Research will soon be presented that could bring a new age of photonic communication, with engineers reporting a way to print efficient quantum dot lasers on silicon.

Photonic devices such as quantum dot lasers convert light to electricity for an energy-efficient alternative to traditional copper networks for information transmission.

Unfortunately, such high-end devices have always been expensive.

Recently, research engineers have been trying to bring costs down by building quantum dot lasers directly on silicon substrates. This is because silicon is an extraordinarily common material in the microelectronics industry, and would make it easier and faster for new designs to reach the market.

Now, researchers from the University of California at Santa Barbara (UCSB) say they may have cracked it.

Although quantum dot lasers have been built on silicon before, their performance has not equalled that of quantum dot lasers on substrate platforms made of similar materials as the lasers themselves.

Graduate student Alan Liu and colleagues have demonstrated a new design for quantum dot lasers which not only is grown on silicon but performs as well as similar lasers on their native substrates. 

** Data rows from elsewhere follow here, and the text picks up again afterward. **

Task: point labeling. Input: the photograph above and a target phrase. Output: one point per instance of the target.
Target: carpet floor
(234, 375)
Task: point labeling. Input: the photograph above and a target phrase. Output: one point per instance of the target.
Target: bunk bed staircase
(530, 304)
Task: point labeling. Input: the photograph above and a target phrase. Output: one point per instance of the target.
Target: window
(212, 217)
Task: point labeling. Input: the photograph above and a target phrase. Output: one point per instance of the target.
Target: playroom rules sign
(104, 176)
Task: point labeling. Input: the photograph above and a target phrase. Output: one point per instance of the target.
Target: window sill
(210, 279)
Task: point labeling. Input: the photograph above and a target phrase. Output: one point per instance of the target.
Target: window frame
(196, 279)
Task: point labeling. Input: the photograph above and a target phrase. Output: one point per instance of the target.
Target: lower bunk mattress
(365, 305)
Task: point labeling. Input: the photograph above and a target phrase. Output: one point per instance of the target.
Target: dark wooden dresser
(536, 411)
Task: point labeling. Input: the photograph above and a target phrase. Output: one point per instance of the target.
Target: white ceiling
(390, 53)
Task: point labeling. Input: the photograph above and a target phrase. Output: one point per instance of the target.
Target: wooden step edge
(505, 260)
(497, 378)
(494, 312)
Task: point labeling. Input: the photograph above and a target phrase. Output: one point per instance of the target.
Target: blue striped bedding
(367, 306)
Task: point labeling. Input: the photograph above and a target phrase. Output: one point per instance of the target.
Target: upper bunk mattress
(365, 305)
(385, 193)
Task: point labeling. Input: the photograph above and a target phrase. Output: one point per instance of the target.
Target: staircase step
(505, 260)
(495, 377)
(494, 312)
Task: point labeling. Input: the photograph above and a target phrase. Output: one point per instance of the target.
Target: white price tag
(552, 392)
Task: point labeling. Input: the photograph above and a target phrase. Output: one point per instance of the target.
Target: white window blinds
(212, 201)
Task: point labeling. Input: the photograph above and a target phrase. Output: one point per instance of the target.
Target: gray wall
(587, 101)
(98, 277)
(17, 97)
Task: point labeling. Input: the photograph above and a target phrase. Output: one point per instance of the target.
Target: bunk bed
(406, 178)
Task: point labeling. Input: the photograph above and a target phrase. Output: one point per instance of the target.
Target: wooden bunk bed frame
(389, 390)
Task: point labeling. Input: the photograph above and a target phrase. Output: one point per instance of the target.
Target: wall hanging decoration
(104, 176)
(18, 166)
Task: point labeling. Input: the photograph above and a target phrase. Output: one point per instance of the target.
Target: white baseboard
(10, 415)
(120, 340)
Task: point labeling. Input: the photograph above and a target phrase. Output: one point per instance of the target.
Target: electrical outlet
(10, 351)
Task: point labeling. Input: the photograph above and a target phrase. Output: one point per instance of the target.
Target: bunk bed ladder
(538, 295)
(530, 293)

The team will discuss record-breaking results achieved new such lasers at this year's Optical Fibre Communication Conference and Exposition in San Francisco, hoping their work will be the next step towards large-scale photonic integration in a low-cost form.

Currently, ‘quantum well’ lasers are used for data transmission.

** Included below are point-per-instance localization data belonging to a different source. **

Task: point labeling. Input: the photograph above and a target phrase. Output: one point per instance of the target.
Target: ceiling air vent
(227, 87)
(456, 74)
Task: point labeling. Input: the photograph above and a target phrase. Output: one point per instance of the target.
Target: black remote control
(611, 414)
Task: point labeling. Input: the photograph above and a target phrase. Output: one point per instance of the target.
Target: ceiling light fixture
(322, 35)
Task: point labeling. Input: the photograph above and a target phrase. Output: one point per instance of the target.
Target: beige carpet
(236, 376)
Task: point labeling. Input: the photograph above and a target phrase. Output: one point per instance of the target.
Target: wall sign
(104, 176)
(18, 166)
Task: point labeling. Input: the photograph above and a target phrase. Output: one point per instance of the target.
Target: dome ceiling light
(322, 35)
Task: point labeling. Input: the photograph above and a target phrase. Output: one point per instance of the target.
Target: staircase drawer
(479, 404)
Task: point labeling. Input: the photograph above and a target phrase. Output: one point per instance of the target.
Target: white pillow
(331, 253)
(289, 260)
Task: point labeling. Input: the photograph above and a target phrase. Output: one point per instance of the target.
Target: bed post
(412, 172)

Quantum wells consist of nanometres-thick layers of light-emitting material sandwiched between materials that serve to guide both the electrical current as well as the light output.

A quantum dot laser is similar, but the sheets are replaced with many smaller dots, each a few nanometres high and tens of nanometres across. For perspective, 50 billion of them would fit onto one side of a five cent coin.

“Quantum wells are continuous in two dimensions, so imperfections in one part of the well can affect the entire layer. Quantum dots, however, are independent of each other, and as such they are less sensitive to the crystal imperfections resulting from the growth of laser material on silicon,” Liu said.

“Because of this, we can grow these lasers on larger and cheaper silicon substrates,” he said.

“Because of their small size they require less power to operate than quantum well lasers while outputting more light, so they would enable low-cost silicon photonics.”

The UCSB team has grown quantum dots directly on silicon substrates using a technique known as molecular beam epitaxy, or MBE (epitaxy is the process of growing one crystal on top of another, with the layout of the top layer determined by the one beneath it).

“MBE is the best method for creating high-quality quantum dots that are suitable for use in lasers” because “the entire laser can be grown continuously in a single run, which minimizes potential contamination.”

The MBE approach can also greatly reduce manufacturing costs.